Closed lucyb closed 3 months ago
From Job Server ReleaseFiles, categorise by extension:
extension_categories = {
'html':"report",
'png':"image",
'csv':"tabular",
'json':"tabular",
'jpeg':"image",
'txt':"tabular",
'svg':"image",
'jpg':"image",
'gz':"other",
'ods':"tabular",
'log':"other",
'ipynb':"report",
'pdf':"report",
'db':"other",
'eps':"image",
'tiff':"image",
'csv#':"tabular",
'xls':"tabular"}
Then group by project id, file category, count number of files. For each project, calculate the proportion of "finished" (image and report) files of total files released (excluding "other"):
count 92.000000
mean 0.328568
std 0.322190
min 0.000000
25% 0.000000
50% 0.247652
75% 0.542579
max 1.000000
So you could say that on average, 25% of the released outputs of a project are those that could have been produced post-release. Now, this is clearly a bit wrong because tabular data itself is an output that may be used in a manuscript, and there will be instances where both a tabular and graphical representation of the same data are released.
27 (of 92) projects have only ever released tabular data.
Any one got any more ideas how this could be analysed?
I think breaking down over time could be helpful.
I would expect more images to have been released in early OS life, and less as time has gone on (based on the assumption that users have realised they don't need to, and its a PITA to do so).
What's the dotted line?
Am also suspicious we can conclude much from the downward trend, because we've been so much quieter for the last 6mo?

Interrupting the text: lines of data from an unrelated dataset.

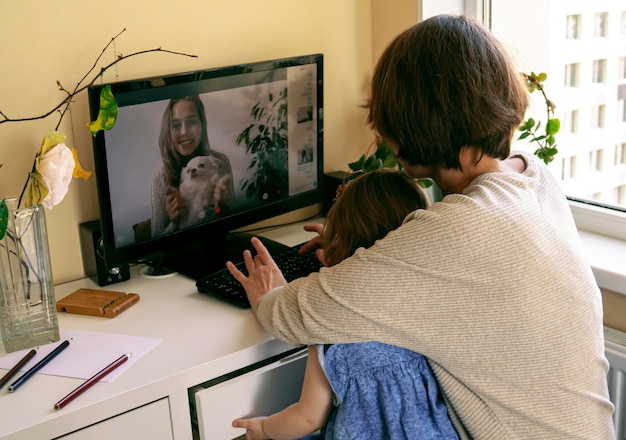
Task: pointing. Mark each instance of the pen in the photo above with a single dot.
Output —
(38, 366)
(13, 371)
(91, 381)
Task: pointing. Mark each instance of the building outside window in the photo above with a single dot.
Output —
(601, 24)
(599, 71)
(581, 45)
(571, 75)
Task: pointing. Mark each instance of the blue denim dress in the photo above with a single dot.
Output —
(382, 392)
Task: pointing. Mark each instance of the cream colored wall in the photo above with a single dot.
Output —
(43, 41)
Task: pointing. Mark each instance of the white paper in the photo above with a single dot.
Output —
(87, 354)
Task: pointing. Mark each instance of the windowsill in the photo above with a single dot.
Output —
(607, 257)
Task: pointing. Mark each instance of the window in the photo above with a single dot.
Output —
(620, 154)
(599, 71)
(586, 80)
(573, 27)
(621, 108)
(544, 43)
(595, 160)
(571, 75)
(620, 194)
(569, 124)
(568, 168)
(601, 24)
(622, 67)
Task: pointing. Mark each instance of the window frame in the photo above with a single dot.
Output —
(602, 228)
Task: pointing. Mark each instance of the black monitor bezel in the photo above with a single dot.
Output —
(218, 229)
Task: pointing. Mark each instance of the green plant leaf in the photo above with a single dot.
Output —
(553, 126)
(358, 165)
(107, 114)
(4, 219)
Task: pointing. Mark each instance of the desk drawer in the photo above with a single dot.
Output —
(260, 392)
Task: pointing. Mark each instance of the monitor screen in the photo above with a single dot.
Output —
(195, 155)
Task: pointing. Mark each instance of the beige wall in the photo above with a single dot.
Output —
(45, 41)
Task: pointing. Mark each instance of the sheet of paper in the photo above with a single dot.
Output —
(88, 353)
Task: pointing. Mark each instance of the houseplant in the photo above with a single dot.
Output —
(383, 156)
(266, 141)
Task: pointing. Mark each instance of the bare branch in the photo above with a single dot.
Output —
(79, 87)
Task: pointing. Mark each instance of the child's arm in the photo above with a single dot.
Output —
(303, 417)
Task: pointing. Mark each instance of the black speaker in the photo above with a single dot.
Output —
(93, 256)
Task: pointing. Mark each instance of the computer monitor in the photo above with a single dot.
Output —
(261, 151)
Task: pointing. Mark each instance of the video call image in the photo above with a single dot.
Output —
(237, 119)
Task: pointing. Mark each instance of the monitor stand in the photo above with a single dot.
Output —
(202, 258)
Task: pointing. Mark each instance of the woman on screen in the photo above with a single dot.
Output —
(195, 182)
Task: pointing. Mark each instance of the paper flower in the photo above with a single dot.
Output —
(55, 165)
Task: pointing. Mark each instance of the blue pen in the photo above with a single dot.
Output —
(38, 366)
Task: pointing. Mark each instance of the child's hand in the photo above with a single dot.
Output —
(254, 427)
(314, 244)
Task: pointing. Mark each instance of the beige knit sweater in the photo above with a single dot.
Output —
(492, 286)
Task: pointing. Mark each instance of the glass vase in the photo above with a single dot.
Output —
(28, 316)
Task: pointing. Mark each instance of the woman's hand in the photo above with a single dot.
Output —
(315, 243)
(174, 204)
(263, 273)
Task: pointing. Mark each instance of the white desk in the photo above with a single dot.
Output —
(202, 339)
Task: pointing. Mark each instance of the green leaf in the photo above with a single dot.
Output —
(4, 219)
(553, 126)
(107, 115)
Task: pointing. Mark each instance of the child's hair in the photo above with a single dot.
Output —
(368, 208)
(443, 84)
(174, 162)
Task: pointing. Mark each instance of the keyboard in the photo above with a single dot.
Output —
(223, 285)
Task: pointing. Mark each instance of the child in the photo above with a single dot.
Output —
(365, 389)
(183, 136)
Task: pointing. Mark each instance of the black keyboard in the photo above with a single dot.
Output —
(224, 286)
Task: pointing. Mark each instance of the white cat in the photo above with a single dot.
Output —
(203, 186)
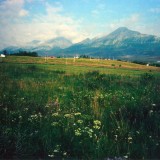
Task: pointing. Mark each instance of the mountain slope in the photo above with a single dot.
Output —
(119, 44)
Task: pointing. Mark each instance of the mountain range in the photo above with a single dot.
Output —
(120, 44)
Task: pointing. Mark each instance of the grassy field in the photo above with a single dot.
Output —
(78, 108)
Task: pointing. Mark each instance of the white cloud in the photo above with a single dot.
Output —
(23, 13)
(155, 10)
(16, 31)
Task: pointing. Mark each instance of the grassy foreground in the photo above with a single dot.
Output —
(78, 109)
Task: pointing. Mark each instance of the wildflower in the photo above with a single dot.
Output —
(126, 157)
(55, 114)
(150, 112)
(64, 153)
(90, 131)
(115, 137)
(77, 114)
(54, 124)
(68, 116)
(130, 139)
(55, 151)
(80, 121)
(51, 155)
(78, 132)
(97, 124)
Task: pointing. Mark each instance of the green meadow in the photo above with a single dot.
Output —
(69, 108)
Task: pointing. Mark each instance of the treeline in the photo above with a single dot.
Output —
(21, 53)
(25, 53)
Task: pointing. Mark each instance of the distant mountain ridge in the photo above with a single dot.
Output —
(121, 43)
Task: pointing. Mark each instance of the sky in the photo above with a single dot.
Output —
(22, 21)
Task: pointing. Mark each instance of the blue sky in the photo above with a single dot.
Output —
(22, 21)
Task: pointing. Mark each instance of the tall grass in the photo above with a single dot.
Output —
(46, 113)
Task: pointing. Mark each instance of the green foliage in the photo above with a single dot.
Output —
(50, 113)
(25, 53)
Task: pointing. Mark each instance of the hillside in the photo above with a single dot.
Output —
(120, 44)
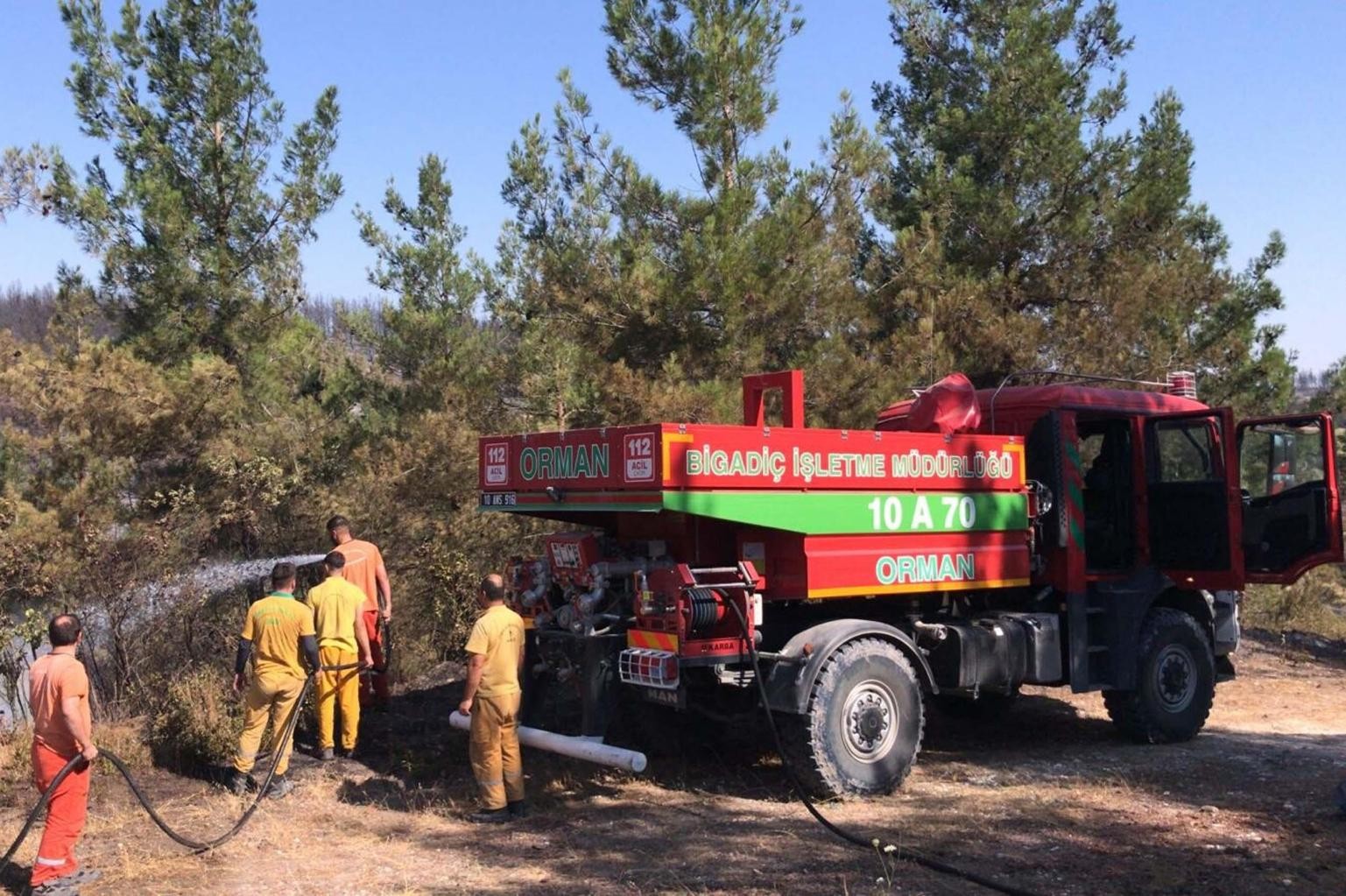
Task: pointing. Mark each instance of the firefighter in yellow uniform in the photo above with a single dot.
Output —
(276, 631)
(337, 617)
(491, 700)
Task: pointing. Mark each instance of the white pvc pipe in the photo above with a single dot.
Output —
(591, 751)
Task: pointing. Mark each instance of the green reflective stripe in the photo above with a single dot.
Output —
(819, 512)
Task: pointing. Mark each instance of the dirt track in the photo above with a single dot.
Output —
(1049, 800)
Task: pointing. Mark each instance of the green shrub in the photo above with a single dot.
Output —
(197, 722)
(1314, 604)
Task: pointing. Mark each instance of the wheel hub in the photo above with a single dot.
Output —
(1175, 677)
(870, 719)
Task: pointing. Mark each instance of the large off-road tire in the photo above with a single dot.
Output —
(1175, 681)
(862, 730)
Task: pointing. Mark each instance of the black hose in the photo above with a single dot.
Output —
(869, 845)
(195, 845)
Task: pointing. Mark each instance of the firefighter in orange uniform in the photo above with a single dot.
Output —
(365, 569)
(491, 700)
(58, 695)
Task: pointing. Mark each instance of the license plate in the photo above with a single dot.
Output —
(674, 697)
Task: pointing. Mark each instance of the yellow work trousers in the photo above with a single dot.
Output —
(270, 697)
(338, 689)
(493, 747)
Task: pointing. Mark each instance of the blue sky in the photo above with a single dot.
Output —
(1263, 85)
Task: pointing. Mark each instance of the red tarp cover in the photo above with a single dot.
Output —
(948, 406)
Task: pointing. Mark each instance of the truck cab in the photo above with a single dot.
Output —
(1158, 501)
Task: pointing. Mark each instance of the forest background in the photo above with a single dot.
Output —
(188, 403)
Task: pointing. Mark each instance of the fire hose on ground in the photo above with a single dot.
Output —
(195, 845)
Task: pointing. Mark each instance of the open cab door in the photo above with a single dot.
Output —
(1293, 519)
(1190, 499)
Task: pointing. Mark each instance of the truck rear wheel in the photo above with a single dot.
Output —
(863, 725)
(1175, 681)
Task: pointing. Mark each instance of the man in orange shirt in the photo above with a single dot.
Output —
(365, 569)
(58, 695)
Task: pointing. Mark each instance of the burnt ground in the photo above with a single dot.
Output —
(1047, 798)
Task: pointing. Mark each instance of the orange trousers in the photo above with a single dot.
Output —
(67, 815)
(375, 685)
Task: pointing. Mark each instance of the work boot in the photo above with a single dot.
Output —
(80, 878)
(241, 783)
(280, 786)
(490, 817)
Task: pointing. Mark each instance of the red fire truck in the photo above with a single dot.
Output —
(1073, 534)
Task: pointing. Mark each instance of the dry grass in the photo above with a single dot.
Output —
(1049, 798)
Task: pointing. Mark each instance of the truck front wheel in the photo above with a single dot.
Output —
(863, 725)
(1175, 682)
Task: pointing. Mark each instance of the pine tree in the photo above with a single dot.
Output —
(662, 298)
(430, 334)
(25, 180)
(200, 223)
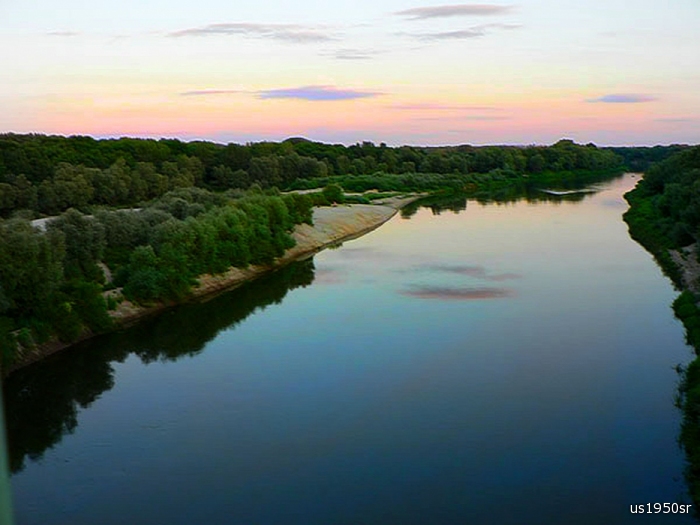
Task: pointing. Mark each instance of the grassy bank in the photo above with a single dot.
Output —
(664, 217)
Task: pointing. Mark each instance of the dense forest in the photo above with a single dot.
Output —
(664, 217)
(52, 279)
(146, 217)
(45, 175)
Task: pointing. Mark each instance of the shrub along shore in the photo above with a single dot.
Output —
(330, 226)
(664, 217)
(138, 221)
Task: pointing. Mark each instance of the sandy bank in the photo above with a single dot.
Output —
(332, 225)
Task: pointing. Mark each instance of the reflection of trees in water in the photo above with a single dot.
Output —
(457, 202)
(42, 401)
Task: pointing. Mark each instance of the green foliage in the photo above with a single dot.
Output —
(664, 214)
(50, 174)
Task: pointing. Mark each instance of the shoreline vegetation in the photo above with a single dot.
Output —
(332, 225)
(664, 217)
(97, 232)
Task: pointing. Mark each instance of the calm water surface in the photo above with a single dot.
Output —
(507, 364)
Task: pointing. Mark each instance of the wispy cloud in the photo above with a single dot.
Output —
(623, 98)
(63, 33)
(460, 34)
(677, 120)
(458, 294)
(443, 11)
(429, 106)
(352, 54)
(203, 92)
(296, 33)
(316, 93)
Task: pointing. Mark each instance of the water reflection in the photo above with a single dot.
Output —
(43, 400)
(457, 293)
(478, 272)
(533, 194)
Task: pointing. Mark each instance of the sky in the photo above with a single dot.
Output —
(611, 72)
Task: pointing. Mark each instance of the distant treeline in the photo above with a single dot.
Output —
(49, 174)
(664, 215)
(52, 281)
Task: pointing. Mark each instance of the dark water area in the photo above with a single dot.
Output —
(468, 362)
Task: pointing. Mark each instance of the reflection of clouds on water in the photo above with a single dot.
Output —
(360, 252)
(329, 275)
(457, 293)
(478, 272)
(612, 203)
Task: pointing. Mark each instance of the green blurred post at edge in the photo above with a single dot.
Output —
(5, 499)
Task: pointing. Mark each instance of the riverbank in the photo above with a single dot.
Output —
(332, 225)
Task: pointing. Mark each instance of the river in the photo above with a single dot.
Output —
(505, 363)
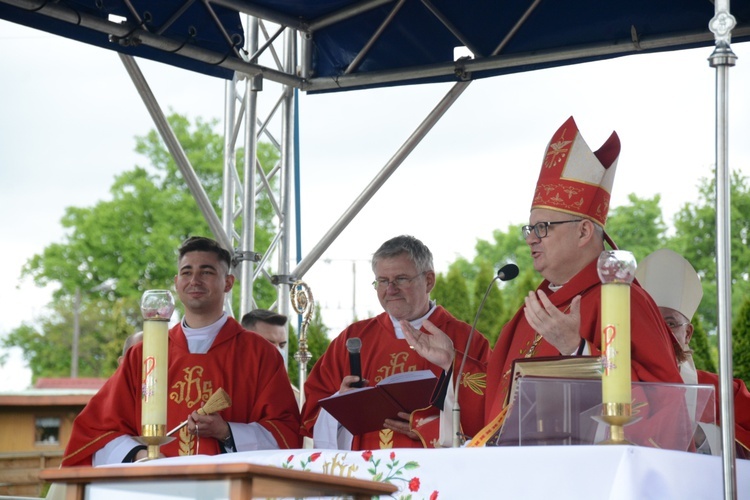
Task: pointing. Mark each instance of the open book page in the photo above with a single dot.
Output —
(574, 367)
(365, 409)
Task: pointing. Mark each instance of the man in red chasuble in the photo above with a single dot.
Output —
(563, 315)
(404, 277)
(208, 350)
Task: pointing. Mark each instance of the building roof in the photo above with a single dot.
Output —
(54, 392)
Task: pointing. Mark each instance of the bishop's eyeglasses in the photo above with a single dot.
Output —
(398, 282)
(540, 228)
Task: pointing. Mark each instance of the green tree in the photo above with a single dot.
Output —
(741, 342)
(638, 227)
(132, 238)
(492, 316)
(452, 293)
(695, 239)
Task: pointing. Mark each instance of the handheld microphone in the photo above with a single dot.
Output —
(354, 345)
(506, 273)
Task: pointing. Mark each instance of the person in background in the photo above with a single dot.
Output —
(562, 316)
(676, 288)
(130, 342)
(404, 277)
(208, 350)
(270, 325)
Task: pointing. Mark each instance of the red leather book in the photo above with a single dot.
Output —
(365, 409)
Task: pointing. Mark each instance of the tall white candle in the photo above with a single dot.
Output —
(616, 270)
(157, 307)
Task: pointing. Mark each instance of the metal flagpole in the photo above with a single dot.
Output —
(722, 59)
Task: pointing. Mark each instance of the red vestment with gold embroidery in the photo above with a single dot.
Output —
(245, 365)
(383, 355)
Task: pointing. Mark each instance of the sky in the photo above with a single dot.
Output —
(70, 114)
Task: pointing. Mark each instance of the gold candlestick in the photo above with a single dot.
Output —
(157, 307)
(616, 270)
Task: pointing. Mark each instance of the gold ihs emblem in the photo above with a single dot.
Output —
(397, 364)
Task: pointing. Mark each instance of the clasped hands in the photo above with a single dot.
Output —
(562, 329)
(211, 426)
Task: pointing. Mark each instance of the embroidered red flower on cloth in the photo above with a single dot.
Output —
(414, 484)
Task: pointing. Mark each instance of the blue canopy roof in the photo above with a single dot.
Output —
(360, 44)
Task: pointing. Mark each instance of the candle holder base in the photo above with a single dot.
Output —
(153, 443)
(617, 416)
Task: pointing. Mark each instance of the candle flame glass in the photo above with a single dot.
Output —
(157, 305)
(616, 266)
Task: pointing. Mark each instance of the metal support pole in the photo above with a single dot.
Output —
(722, 59)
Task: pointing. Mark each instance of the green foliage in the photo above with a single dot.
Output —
(638, 227)
(491, 321)
(132, 238)
(741, 342)
(49, 354)
(695, 239)
(702, 355)
(452, 289)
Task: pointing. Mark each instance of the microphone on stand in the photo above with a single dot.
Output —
(506, 273)
(354, 345)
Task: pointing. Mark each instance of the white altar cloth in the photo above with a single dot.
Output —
(536, 472)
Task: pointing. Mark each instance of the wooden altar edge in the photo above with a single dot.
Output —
(246, 480)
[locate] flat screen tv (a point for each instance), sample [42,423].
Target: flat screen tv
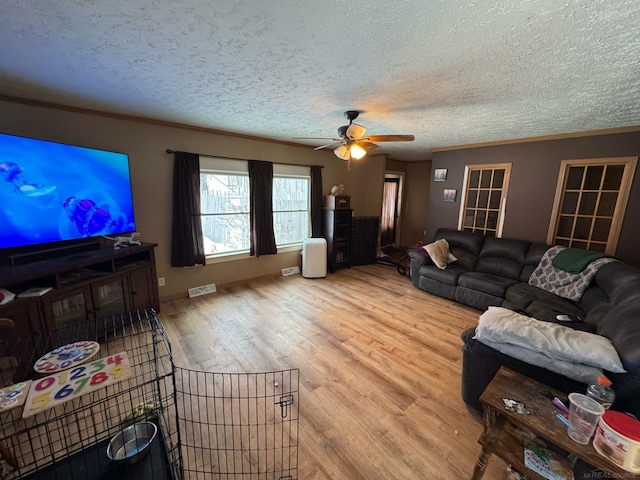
[52,193]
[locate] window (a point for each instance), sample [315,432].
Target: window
[224,201]
[225,205]
[590,201]
[291,207]
[484,198]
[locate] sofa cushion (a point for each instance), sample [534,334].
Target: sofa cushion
[532,259]
[502,257]
[539,303]
[465,246]
[487,283]
[448,276]
[476,299]
[439,253]
[500,325]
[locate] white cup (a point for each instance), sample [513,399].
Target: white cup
[584,413]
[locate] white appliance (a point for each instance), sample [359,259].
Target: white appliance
[314,258]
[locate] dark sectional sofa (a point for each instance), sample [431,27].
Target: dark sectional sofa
[494,272]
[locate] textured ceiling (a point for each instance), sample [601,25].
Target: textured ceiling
[449,72]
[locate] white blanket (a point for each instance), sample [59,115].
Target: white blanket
[575,354]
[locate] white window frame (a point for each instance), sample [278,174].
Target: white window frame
[240,167]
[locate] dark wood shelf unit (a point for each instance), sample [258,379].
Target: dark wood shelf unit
[85,286]
[336,230]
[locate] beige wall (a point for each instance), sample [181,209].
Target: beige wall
[152,169]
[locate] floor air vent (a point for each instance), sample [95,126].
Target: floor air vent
[290,271]
[202,290]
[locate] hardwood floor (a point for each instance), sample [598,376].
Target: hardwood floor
[379,360]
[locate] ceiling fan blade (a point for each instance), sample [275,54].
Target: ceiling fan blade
[332,144]
[355,131]
[390,138]
[317,138]
[368,146]
[343,152]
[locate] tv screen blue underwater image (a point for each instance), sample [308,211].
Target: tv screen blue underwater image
[51,192]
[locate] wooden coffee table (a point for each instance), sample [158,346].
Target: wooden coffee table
[502,434]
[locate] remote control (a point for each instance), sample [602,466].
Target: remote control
[568,317]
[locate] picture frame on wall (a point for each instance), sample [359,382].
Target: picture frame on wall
[449,195]
[439,174]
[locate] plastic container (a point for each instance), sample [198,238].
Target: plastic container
[584,413]
[602,392]
[618,439]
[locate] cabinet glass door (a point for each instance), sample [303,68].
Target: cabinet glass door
[109,298]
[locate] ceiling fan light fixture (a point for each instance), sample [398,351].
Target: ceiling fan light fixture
[357,152]
[355,131]
[342,152]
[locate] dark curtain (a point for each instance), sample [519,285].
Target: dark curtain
[263,240]
[316,201]
[187,244]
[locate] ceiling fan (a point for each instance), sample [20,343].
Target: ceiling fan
[353,143]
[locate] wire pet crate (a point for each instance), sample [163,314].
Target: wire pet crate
[210,425]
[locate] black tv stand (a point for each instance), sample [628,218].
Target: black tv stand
[40,255]
[84,285]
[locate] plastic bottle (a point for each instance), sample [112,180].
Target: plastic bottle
[602,392]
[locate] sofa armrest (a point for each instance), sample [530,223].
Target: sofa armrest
[418,260]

I couldn't be bothered fighting with matplotlib to get it in the same legend, sorry! It's the proportion
Yep, I think that we shouldn't conclude there's been a significant downward trend in the proportion of image/report outputs in the past 12mo or so; it's pretty noisy, n is small. With major caveats I'd say the median value of about 25% isn't too far wrong
We know that some people only use the OpenSAFELY pipeline to generate CSVs and then generate the graphs locally, so they can have a faster feedback loop and use newer libraries. I expect that working with released (not published) files will not be possible in Codespaces, so they will need to continue to use local development environments for this.
It would be good to find out how many researchers this affects. We could do this by counting the number of workspaces that have released CSVs compared to workspaces that have released images.
Timebox: 2 hours